Issue of permission settings I'm going to say this, and in the end I want to remind readers that the permissions settings must be implemented in an NTFS partition, and FAT32 does not support permission settings. At the same time, I would like to give you the administrator some suggestions:

1. Develop good habits, to the server hard disk partition when the classification is clear, when not using the server to lock the server, often update a variety of patches and upgrade anti-virus software.

2. Set a strong password, this is a cliché, but there are always administrators to set a weak password or even a blank password.

3. Try not to install all kinds of software under the default path

4. In the case of English proficiency is not a problem, try to install the English version of the operating system.

5. Avoid the installation of software or unnecessary services on the server.

6. Keep in mind: there is no permanent security system, often update your knowledge.

Contact Us

The content source of this page is from Internet, which doesn't represent Alibaba Cloud's opinion; products and services mentioned on that page don't have any relationship with Alibaba Cloud.
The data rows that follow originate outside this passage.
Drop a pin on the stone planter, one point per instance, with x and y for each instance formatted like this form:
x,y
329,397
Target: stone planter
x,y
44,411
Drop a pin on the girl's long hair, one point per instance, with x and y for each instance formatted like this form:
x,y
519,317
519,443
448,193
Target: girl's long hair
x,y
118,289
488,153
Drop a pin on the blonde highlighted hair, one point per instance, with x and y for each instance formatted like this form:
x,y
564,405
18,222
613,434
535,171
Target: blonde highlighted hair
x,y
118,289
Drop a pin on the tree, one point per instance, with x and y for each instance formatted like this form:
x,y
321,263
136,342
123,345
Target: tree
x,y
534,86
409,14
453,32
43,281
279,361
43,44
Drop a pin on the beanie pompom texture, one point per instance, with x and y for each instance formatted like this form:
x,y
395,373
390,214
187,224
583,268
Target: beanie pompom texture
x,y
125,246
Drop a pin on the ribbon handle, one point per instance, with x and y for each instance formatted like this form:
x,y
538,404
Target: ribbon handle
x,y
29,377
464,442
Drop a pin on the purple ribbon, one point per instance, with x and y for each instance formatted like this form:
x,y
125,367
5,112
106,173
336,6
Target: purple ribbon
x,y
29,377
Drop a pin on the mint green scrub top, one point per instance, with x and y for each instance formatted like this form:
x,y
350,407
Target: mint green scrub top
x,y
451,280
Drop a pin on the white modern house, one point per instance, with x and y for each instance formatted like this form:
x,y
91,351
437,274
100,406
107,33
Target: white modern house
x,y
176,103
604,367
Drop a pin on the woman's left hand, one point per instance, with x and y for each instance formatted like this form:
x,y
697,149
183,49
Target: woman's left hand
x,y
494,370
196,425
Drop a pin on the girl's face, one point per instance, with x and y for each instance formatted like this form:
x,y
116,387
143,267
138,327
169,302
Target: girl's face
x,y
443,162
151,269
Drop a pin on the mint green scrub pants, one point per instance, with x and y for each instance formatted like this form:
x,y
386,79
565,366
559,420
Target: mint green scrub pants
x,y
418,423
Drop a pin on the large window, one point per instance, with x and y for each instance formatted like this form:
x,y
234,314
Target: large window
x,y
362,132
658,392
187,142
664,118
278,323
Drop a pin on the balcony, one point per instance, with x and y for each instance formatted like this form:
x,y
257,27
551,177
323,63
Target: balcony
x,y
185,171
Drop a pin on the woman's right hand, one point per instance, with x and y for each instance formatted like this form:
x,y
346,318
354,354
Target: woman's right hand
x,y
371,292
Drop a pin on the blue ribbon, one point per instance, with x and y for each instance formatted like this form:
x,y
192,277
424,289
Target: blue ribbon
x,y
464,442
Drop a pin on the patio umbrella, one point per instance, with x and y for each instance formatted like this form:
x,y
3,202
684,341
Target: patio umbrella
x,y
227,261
If the content of the page makes you feel confusing, please write us an email, we will handle the problem within 5 days after receiving your email.

If you find any instances of plagiarism from the community, please send an email to: info-contact@alibabacloud.com and provide relevant evidence. A staff member will contact you within 5 working days.

A Free Trial That Lets You Build Big!

Start building with 50+ products and up to 12 months usage for Elastic Compute Service

  • Sales Support

    1 on 1 presale consultation

  • After-Sales Support

    24/7 Technical Support 6 Free Tickets per Quarter Faster Response

  • Alibaba Cloud offers highly flexible support services tailored to meet your exact needs.